Le peintre met en valeur les fleurs en pleine page, centré, avec un fond uni et en contraste pour que le regard se concentre sur le sujet : la fleur.
Il y a comme une mise en abîme entre les illustrations et le narrateur, peintre de fleurs. Cette résonance rend plus sensible encore le récit.

Les thèmes abordés
Ce récit évoque la tendresse d'un petit-fils pour ses grands-parents, qui n'expriment pas leur sentiments et se cachent derrière des fleurs pour exister et vivre.
C'est aussi le portrait de deux personnages qui stigmatisent des travers de leur génération, où chacun retrouve un écho à sa propre histoire familiale. Il y a beaucoup de souvenirs avec la mention de chansons, de formulettes qui évoquent l'enfance.
Finalement , cet album parle d'humanité, d'existence, du sens que l'on donne à la vie. La relation de Hyacinthe et Rose est une leçon d'humilité et de sagesse.
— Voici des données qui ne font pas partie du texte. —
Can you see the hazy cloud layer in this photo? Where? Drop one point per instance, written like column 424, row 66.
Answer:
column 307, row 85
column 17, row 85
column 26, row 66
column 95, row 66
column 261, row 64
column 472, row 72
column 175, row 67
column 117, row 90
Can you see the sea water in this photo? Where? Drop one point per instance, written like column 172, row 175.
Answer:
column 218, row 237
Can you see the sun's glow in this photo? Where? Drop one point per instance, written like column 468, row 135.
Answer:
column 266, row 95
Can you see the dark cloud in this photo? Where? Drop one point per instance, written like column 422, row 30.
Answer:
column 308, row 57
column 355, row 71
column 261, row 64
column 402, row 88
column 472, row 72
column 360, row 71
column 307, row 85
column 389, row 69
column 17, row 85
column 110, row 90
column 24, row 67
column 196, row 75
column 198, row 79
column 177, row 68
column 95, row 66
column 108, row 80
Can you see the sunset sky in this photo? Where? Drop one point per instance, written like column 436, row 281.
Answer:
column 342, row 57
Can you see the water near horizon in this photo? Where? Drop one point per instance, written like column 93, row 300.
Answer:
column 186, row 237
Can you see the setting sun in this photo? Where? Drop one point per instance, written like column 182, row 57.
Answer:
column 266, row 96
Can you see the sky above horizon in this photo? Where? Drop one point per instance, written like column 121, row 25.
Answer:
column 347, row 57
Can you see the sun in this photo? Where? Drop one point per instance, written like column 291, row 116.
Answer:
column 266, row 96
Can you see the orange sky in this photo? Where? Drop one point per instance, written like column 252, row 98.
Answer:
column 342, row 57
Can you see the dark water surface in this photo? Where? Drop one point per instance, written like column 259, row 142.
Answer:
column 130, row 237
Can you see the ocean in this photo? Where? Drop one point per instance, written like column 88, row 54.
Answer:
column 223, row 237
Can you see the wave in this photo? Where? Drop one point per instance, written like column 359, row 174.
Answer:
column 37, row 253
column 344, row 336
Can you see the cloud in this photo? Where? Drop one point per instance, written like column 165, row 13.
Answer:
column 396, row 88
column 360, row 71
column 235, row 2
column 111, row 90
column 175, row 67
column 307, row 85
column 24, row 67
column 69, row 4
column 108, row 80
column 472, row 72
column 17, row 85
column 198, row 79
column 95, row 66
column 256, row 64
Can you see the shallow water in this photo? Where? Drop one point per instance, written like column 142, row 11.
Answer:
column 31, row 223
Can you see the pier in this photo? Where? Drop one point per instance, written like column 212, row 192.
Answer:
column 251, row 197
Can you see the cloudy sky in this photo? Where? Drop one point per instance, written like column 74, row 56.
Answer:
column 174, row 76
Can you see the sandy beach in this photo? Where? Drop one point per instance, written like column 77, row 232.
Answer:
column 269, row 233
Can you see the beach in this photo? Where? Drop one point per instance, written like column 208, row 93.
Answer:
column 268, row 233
Beaucoup d'humour et de satire jalonnent le texte pour notre plus grand plaisir et amène la légèreté nécessaire pour donner à cet ouvrage un ton doux-amer comme la nostalgie.

Ce que je retiens de ce livre...
Une surprise : Un bel album à découvrir pour la plume ensorcelante de François Morel et l'écrin fleuri de Martin Jarrie. Un éloge en toute timidité aux petites gens, pas toujours comprises mais qui apportent tant au point de vue de l'authenticité et de l'humilité.